WASHINGTON—The nation’s undocumented immigrant population surged to 10.3 million last year, spurred largely since 2000 by the arrivals of unauthorized Mexicans in the United States, a report being released today says.
The population of undocumented residents in the United States increased by about 23 percent from 8.4 million in the four-year period ending last March, according to the analysis of government data by the Pew Hispanic Center, a private research group.
That equates to a net increase of roughly 485,000 per year between 2000 and 2004. The estimate was derived by subtracting the number of unauthorized immigrants who leave the United States, die or acquire legal status from the number of new undocumented immigrants that arrive each year.

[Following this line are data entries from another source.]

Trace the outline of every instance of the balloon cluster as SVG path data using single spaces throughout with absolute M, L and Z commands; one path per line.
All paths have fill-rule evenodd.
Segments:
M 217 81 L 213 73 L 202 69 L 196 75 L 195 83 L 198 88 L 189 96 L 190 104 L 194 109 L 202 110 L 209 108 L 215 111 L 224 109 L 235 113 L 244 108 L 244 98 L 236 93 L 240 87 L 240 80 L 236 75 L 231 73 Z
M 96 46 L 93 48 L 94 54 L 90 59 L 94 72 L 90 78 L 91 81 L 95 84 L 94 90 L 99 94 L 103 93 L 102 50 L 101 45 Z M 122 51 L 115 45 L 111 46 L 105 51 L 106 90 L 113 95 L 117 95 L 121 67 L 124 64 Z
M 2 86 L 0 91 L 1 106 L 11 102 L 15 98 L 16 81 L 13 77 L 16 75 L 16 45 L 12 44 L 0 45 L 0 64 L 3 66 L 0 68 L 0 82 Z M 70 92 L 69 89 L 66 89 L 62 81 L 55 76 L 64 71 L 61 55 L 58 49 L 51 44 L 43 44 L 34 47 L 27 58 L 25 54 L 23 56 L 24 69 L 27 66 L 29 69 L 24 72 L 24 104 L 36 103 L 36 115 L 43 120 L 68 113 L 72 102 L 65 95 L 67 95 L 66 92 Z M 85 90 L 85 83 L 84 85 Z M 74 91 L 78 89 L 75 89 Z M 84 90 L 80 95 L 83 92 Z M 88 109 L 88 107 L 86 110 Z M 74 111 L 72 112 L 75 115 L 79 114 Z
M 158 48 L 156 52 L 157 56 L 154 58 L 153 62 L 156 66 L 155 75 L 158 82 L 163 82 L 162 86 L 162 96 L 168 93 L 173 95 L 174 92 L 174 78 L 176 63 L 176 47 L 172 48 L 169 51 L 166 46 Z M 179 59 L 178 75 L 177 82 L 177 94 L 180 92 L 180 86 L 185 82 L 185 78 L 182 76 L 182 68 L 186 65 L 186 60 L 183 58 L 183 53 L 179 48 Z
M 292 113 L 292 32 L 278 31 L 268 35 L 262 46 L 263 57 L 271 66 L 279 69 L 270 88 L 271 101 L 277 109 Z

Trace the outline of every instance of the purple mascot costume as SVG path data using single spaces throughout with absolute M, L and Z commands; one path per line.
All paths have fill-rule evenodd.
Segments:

Assuming the flow of undocumented immigrants into the country hasn’t abated since March 2004, the population is likely near 11 million now.
Mexicans by far remain the largest group of undocumented migrants at 5.9 million, or about 57 percent of the March 2004 estimate. Some 2.5 million others, or 24 percent, are from other Latin American countries.
By 2004, those states accounted for 61 percent of the nation’s undocumented population. The top state is California, where nearly one-quarter of the undocumented reside, followed by Texas (14 percent) and Florida (9 percent).
Next on the list were New York (7 percent), Arizona (5 percent), Illinois (4 percent), New Jersey (4 percent), and North Carolina (3 percent).